Saturday 15 November 2008

Teetotal vegetarians and Bollywood superstars

Mumbai predictably was a huge shock after Sydney: a mad whirl of coloured saris, crazed rickshaw drivers and stray dogs. Looming Neogothic train stations to match London, crumbling Art Deco apartments, red buses and cricket but with palm trees, dust and Bollywood. Luckily there are mighty fine cake shops to help newcomers adjust, particularly those staying in the bed-bug luxuries of the Salvation Army hostel.

We spent a day as badly dressed ball goers in the back of the next big blockbuster, an instant introduction to the celebrity gossip and a chance to wear someone else’s ill-fitting shoes, then wandered the backstreets past temples strewn with drying laundry and small boys flying kites.

Rajasthan’s deserts further north seem to concentrate the madness.

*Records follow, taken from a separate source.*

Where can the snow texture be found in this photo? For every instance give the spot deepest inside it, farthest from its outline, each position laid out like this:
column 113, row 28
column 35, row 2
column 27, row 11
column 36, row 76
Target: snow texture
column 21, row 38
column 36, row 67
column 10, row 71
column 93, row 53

The women dress in deep pink, yellows and oranges, cows loiter chewing plastic bags and monkeys practice James Bond-style leaps between rooftops. Our first stop was the "pink" city of Jaipur, rather more red in reality and full of infuriatingly ingenious touts, but with an amazing observatory full of multi-storey Escer-esque sun and moon dials accurate to the nearest two seconds.

Anxious to escape the touts we moved to Pushkar's camel fair. On the outskirts of the town there were necklace-wearing camels as far as the eye could see, cows competing to produce more milk and men on wild-eyed albino horses. A dentist crouched in a mobile surgery under a camel cart and gypsy children contorted themselves into horrible shapes. Some bearded sikhs festooned with swords stopped to laugh at Tom's bald head and clean-shaven chin, but they couldn't match the distress caused by the ban on beer and meat...

The town itself was choked with pilgrims, men in day-glo yellow turbans, women in firey hewed saris with huge noserings covering half their faces. They'd come to bathe in the lake and were out on the terraces surrounding it from five in the morning.

We're now in Jodphur - the "blue city" and ancient capital of the princely state of Marwar ("the land of death"). A dark fort with cannon-ball scars sits on a vast rock overhanging the cluttered rooftops of the old city, looking out to the desert beyond. Inside are huge spikes to deter elephant charges, the handprints of widows leaving to throw themselves on their husbands' funeral pyres and Christmas baubles bought by the British. Tonight we board the night train to Jaisalmer further in the deserts to the west.